The LKB1/NUAK1 signalling pathway regulates terminal axon branching at cortical neurons, via local immobilized mitochondria capture. Besides NUAK1, LKB1 kinase acts under other effectors enzymes as SAD-A/B and MARK, therefore regulating neuronal polarization and axonal growth, respectively. These kinase cascades implicates also Tau and others MAP.
An extended knowledge of these and others neuronal pathways could provide new potential therapeutic targets for several neurodegenerative chronic diseases as Alzheimer's, Parkinson's and Huntington's disease, and also amyotrophic lateral sclerosis.
Blood cells
The blood cells are produced by hematopoiesis.The erythrocytes have as main function the O2 delivery to the tissues, and this transfer occurs by diffusion and is determined by the O2 tension. The erythrocyte is able to feel the tissue need for O2 and cause a change in vascular caliber, through the pathway of ATP release, which requires an increase in cAMP, and are regulated by the phosphodiesterase. This pathway can be triggered via two mechanisms: physiological stimulus and activation of the prostacyclin receptor. This pathway includes heterotrimeric G proteins, adenylyl cyclase, protein kinase A, cystic fibrosis transmembrane conductance regulator, and a final conduit that transport ATP to vascular lumen. The released ATP acts on purinergic receptors on endothelial cells, triggering the synthesis and release of several vasodilators, like nitric oxide and prostacyclin.

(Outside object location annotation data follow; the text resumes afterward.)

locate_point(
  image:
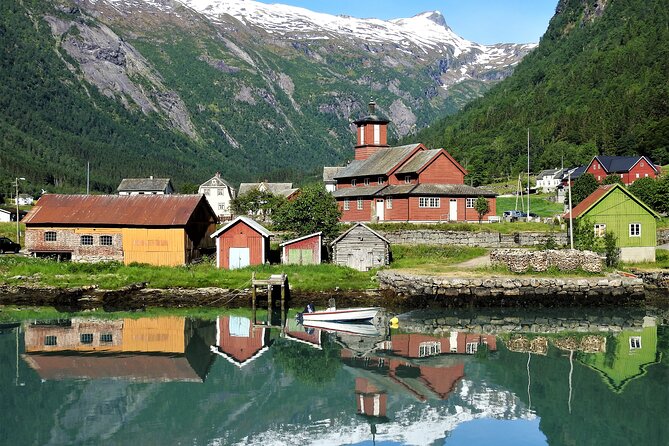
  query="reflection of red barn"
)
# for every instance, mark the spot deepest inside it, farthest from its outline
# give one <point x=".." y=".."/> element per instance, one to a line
<point x="240" y="243"/>
<point x="303" y="251"/>
<point x="415" y="345"/>
<point x="371" y="400"/>
<point x="239" y="341"/>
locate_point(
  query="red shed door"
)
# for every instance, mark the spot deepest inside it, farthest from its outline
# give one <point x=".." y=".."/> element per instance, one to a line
<point x="240" y="257"/>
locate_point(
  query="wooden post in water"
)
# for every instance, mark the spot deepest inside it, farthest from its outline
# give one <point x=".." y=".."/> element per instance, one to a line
<point x="253" y="296"/>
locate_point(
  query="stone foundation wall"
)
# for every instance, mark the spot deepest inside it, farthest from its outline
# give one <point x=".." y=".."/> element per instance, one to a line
<point x="467" y="238"/>
<point x="521" y="260"/>
<point x="511" y="290"/>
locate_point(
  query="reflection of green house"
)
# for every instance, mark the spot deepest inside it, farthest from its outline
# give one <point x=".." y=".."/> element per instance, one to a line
<point x="627" y="357"/>
<point x="612" y="208"/>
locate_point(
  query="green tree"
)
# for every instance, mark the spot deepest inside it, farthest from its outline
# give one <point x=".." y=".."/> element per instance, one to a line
<point x="612" y="179"/>
<point x="583" y="186"/>
<point x="482" y="207"/>
<point x="314" y="210"/>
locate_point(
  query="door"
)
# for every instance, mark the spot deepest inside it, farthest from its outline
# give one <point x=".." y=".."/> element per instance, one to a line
<point x="379" y="209"/>
<point x="240" y="257"/>
<point x="453" y="210"/>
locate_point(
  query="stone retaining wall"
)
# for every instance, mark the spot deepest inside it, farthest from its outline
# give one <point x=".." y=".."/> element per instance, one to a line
<point x="521" y="260"/>
<point x="515" y="290"/>
<point x="467" y="238"/>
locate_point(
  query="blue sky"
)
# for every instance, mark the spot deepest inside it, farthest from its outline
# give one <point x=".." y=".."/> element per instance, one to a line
<point x="482" y="21"/>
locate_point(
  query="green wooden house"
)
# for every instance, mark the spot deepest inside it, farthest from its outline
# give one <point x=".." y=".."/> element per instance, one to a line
<point x="613" y="208"/>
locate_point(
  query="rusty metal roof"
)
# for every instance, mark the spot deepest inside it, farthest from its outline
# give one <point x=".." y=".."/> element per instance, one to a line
<point x="115" y="210"/>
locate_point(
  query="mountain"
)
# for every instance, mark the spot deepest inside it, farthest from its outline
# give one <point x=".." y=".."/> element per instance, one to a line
<point x="596" y="84"/>
<point x="186" y="88"/>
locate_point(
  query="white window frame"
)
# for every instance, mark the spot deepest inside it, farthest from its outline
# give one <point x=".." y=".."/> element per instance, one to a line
<point x="635" y="342"/>
<point x="635" y="229"/>
<point x="429" y="202"/>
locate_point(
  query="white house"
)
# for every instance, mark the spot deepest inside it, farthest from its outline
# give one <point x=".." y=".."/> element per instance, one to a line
<point x="549" y="180"/>
<point x="219" y="194"/>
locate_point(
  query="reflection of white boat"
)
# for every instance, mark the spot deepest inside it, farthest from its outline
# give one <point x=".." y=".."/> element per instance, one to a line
<point x="343" y="315"/>
<point x="362" y="329"/>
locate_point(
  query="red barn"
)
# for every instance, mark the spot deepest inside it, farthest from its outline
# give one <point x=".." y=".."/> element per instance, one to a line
<point x="407" y="183"/>
<point x="305" y="250"/>
<point x="240" y="243"/>
<point x="630" y="168"/>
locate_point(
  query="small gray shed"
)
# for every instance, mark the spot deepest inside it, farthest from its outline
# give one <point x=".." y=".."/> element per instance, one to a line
<point x="360" y="248"/>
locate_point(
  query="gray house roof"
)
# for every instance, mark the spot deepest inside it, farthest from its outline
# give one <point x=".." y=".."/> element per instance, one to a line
<point x="145" y="185"/>
<point x="379" y="163"/>
<point x="419" y="161"/>
<point x="283" y="189"/>
<point x="329" y="173"/>
<point x="216" y="181"/>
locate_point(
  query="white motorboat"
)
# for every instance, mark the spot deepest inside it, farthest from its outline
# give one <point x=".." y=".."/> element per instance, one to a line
<point x="342" y="315"/>
<point x="361" y="329"/>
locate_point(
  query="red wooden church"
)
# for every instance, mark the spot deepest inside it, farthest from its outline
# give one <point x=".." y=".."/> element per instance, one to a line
<point x="407" y="183"/>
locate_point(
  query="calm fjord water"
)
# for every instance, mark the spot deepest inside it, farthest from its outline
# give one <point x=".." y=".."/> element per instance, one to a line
<point x="440" y="378"/>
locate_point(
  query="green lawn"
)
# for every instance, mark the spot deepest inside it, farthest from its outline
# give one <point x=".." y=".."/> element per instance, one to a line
<point x="539" y="205"/>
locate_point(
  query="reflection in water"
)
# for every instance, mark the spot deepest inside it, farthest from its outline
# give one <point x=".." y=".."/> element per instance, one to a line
<point x="230" y="381"/>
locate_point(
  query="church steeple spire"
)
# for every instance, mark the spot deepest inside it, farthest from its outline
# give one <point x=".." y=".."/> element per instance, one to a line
<point x="372" y="133"/>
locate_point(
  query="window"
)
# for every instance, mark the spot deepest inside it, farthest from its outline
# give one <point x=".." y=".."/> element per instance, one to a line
<point x="86" y="338"/>
<point x="429" y="202"/>
<point x="635" y="229"/>
<point x="635" y="342"/>
<point x="106" y="337"/>
<point x="430" y="348"/>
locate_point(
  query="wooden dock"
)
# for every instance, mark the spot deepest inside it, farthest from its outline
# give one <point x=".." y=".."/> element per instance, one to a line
<point x="280" y="280"/>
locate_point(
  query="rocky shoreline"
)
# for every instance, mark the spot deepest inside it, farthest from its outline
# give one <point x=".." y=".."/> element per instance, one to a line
<point x="396" y="290"/>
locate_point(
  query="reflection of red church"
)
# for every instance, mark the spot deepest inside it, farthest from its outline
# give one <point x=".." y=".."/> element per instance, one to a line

The current model of leukocyte adhesion cascade includes many steps mentioned in Table 1. The integrin-mediated adhesion of leukocytes to endothelial cells is related with morphological changes in both leukocytes and endothelial cells, which together support leukocyte migration through the venular walls. Rho and Ras small GTPases are involved in the principal leukocyte signaling pathways underlying chemokine-stimulated integrin-dependent adhesion, and have important roles in regulating cell shape, adhesion and motility.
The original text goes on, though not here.